The #ownvoices hashtag has been percolating on social media for some time now. It’s generally used to signify a work of fiction by a minority writer, writing a story from within their own community and/or describing their own lived experience. Some will bristle at the implications, decrying that we are all human, and can therefore write from myriad human perspectives—whether non-neurotypical, or non-heteronormative, or that of racial minorities. And while that can absolutely be true (writers should, can, and do write from perspectives not their own), sometimes people writing about the experiences of others fall back on stereotypes or unthinkingly incorporate deeply ingrained prejudices into their work, perhaps despite their best efforts, and often without being aware they are doing so. They are not, after all, members of the community they seek to describe; their perspective is inevitably from the outside looking in.

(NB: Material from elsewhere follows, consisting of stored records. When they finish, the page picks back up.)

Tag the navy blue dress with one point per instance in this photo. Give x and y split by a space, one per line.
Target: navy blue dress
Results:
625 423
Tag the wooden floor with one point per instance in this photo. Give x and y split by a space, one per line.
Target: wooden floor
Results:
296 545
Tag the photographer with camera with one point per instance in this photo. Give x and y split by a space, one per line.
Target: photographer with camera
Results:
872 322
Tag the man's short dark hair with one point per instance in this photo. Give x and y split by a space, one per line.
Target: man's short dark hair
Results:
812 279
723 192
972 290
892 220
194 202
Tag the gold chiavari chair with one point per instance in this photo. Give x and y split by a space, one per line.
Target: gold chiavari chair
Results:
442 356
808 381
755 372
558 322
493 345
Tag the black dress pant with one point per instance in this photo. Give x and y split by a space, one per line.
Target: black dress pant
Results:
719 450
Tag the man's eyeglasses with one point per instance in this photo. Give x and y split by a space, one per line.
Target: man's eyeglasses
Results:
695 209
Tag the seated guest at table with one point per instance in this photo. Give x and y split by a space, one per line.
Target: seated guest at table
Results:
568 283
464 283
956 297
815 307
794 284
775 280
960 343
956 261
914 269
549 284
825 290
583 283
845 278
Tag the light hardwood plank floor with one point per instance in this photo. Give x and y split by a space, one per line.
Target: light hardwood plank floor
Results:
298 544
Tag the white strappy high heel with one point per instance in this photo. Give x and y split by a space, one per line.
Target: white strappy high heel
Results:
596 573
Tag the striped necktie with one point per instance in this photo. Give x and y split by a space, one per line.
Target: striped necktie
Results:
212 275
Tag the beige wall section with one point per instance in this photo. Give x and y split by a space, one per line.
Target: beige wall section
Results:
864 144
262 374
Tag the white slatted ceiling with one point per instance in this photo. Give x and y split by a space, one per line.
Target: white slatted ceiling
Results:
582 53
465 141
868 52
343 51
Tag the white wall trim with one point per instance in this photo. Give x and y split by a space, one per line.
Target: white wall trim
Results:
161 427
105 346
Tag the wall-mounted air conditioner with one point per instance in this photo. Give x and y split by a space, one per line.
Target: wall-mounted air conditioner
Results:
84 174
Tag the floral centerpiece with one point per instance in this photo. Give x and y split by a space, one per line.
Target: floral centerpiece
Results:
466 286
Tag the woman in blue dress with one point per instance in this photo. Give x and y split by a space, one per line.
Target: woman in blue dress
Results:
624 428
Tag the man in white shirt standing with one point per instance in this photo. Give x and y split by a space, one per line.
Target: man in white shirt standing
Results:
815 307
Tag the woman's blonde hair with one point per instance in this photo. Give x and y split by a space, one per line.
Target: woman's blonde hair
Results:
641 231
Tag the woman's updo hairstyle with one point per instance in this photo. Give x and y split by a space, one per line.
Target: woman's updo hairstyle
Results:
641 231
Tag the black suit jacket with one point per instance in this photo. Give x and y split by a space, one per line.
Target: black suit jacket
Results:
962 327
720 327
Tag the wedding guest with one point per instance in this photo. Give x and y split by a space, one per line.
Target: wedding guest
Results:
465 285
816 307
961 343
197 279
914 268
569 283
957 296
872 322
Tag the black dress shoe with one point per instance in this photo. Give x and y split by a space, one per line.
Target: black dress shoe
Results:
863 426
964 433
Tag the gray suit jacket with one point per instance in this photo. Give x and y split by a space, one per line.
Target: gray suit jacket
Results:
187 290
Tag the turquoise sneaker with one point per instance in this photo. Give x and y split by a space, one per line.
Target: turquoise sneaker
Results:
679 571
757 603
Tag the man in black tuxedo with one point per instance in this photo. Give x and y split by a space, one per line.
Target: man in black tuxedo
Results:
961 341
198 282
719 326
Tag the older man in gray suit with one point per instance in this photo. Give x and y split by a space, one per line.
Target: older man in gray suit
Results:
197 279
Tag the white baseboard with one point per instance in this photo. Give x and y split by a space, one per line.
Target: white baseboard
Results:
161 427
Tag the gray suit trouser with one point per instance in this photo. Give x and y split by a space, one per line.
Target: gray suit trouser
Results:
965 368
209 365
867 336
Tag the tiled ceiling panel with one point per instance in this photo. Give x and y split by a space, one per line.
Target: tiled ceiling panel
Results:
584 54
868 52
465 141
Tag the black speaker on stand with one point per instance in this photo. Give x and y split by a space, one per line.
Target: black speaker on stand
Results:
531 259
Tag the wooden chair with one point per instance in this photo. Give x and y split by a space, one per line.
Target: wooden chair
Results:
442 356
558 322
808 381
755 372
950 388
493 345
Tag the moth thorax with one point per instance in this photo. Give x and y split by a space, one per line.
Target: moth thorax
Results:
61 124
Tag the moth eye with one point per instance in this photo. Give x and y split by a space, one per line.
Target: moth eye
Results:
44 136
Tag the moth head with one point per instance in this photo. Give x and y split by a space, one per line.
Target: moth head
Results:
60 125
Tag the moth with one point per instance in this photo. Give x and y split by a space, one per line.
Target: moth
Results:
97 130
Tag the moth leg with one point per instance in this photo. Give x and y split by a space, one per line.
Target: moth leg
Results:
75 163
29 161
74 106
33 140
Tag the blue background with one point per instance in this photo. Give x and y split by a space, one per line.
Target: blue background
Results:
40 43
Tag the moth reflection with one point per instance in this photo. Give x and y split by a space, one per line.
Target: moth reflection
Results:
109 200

The #ownvoices hashtagseeks to remedy this experience gap, pointing out fictions about and from the identities in question. They are, in other words, stories from inside looking out. Heretofore, this hashtag has been largely used to classify young adult fiction. While I can see the pedagogical reasons for this, maybe us olds would be well served by identifying #ownvoices in narratives written for us as well. Science fiction often deals with the alien—the discovery and slow understanding of other cultures, civilizations, and peoples. As such, science fictional or fantastic fiction can be a rich canvas on which to explore the differences that already mark us, stretching our understandings and misunderstandings that much farther. For people who have been marked as other within their own lives, this fictional extremity can be the sort of alienating canvass that resonates.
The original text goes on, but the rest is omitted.